IT directors should establish a competency centre for mobility to enable their company to develop a mobile strategy.
Speaking today at the Gartner ITexpo in Barcelona, Gartner research vice-president Nick Jones, urged users to look at expanding the use of mobile e-mail and identify business processes that would benefit from the immediacy that enterprise mobility offers.
“Not many organisations have a group responsible for mobility,” Jones said. He predicted that over the next two to three years mobility competency centres will be commonplace.
Jones said this group could be used to integrate mobile technology into the company, define policies and standards and perform a consulting role.
He suggested IT directors could look at field service type of applications, which benefit from the immediacy of mobile connectivity.

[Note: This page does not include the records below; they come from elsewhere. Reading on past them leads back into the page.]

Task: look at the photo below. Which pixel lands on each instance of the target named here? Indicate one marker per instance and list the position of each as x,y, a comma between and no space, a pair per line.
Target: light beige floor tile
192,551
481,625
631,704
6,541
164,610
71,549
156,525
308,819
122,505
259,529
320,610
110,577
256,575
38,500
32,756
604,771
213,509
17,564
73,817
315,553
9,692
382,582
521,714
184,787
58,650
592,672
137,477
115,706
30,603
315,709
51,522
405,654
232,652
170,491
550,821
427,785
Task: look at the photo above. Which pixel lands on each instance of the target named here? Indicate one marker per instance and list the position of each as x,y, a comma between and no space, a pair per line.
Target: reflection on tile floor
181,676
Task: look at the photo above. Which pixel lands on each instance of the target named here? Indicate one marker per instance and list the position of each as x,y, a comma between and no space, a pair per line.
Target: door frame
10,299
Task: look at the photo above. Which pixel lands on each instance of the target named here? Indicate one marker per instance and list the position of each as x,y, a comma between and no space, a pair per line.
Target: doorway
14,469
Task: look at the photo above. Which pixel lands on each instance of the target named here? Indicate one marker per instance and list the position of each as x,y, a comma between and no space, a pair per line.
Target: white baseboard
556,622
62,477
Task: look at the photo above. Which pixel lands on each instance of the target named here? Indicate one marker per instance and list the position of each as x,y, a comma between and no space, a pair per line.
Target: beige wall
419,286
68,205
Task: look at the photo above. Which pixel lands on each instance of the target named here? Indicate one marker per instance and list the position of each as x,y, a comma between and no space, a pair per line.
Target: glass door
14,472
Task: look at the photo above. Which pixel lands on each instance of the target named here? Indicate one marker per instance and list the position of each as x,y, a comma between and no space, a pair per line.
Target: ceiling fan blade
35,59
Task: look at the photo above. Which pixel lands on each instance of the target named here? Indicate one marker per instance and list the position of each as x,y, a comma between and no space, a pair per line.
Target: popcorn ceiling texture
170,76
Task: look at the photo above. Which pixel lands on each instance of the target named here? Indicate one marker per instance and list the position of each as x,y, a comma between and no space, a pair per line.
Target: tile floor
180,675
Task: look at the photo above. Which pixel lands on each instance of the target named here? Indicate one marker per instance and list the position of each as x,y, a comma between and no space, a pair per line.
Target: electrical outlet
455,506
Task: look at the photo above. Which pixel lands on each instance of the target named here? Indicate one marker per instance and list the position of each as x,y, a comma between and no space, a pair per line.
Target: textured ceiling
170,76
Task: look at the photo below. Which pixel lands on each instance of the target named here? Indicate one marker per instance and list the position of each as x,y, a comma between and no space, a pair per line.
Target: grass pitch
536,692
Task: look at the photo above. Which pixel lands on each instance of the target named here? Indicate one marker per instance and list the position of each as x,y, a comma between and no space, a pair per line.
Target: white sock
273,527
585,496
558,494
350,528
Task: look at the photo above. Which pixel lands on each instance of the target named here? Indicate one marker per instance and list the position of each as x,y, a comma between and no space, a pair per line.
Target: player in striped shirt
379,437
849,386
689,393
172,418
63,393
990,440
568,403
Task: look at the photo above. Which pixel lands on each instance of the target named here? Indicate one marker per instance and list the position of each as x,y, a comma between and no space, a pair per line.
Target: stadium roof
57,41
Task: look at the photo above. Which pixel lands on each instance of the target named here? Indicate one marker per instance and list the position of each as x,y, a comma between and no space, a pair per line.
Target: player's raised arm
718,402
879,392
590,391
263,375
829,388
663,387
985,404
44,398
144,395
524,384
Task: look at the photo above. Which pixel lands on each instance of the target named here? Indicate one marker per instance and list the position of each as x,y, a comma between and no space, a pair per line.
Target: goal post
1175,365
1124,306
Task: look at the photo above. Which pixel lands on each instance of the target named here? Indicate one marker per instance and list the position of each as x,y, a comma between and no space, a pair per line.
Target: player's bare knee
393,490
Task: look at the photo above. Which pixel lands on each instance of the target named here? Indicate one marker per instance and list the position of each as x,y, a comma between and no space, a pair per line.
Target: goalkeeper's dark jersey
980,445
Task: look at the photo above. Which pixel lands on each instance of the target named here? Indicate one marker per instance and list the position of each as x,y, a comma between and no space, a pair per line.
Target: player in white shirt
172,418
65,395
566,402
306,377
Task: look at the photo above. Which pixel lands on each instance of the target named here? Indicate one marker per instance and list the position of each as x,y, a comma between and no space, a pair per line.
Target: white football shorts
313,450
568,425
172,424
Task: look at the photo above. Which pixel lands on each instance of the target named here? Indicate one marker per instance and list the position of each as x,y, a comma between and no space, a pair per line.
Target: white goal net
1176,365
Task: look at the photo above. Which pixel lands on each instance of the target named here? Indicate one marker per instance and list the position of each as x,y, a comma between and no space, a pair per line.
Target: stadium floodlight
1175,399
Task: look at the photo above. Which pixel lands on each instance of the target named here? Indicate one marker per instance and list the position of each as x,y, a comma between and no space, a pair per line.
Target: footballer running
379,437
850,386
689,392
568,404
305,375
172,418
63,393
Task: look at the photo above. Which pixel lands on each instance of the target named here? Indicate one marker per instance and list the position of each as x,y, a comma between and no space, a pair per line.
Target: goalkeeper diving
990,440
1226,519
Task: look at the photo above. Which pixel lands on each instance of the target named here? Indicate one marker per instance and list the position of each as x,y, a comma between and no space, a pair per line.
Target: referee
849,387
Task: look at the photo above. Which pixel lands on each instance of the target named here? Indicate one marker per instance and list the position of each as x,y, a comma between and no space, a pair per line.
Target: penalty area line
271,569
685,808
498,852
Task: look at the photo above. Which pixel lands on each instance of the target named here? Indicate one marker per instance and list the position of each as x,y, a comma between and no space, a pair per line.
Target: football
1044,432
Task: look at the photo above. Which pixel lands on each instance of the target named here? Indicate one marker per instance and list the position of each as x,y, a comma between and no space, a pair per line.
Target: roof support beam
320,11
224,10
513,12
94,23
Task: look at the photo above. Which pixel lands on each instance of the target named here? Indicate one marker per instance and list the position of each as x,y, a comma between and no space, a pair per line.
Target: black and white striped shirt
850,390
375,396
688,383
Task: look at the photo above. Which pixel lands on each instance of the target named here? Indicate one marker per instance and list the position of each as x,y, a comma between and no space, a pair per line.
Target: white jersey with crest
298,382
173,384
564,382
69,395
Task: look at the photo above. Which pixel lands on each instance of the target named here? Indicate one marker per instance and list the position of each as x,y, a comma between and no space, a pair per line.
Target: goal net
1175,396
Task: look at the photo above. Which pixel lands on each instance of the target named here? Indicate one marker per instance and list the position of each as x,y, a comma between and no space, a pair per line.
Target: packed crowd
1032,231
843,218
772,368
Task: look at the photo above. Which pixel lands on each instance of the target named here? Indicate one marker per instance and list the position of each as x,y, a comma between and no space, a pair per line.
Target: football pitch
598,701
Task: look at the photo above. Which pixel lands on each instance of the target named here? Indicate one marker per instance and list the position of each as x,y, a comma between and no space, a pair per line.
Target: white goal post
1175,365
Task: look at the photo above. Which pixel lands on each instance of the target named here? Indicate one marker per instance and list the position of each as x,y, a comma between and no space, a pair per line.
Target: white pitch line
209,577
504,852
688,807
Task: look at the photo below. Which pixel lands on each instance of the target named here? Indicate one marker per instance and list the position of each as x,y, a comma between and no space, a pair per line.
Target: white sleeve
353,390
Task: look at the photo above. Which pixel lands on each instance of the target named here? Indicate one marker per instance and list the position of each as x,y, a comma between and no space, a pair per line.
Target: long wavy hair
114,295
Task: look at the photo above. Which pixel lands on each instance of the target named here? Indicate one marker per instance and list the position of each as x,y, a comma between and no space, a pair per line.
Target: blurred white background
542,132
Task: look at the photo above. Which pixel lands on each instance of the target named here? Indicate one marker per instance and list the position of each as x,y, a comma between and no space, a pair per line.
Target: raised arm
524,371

Such applications could give a business a quick return on investment of six to 18 month, said Jones.
Other mobile applications of a more collaborative nature, would also benefit businesses, although the return on investment would be harder to measure, Jones said.
He also recommended buying devices which support Wi-Fi, as this could be useful in the future for voice over IP.
While Research in Motion’s Blackberry e-mail platform has proved popular with corporate users, Jones questioned whether RIM would be able to develop new form-factors of devices to cater for the differing demands of end-users, unlike the Nokia and Microsoft mobile platforms.
Gartner predicts emergence of B2C mobile services
Companies will start developing mobile applications for consumer applications over the next few years, Gartner said.
Among the applications it predicted were airline e-tickets delivered by SMS, and out-of-hours overdraft approval from banks, which would authorise a customer to use a cash machine when they were over their overdraft limit.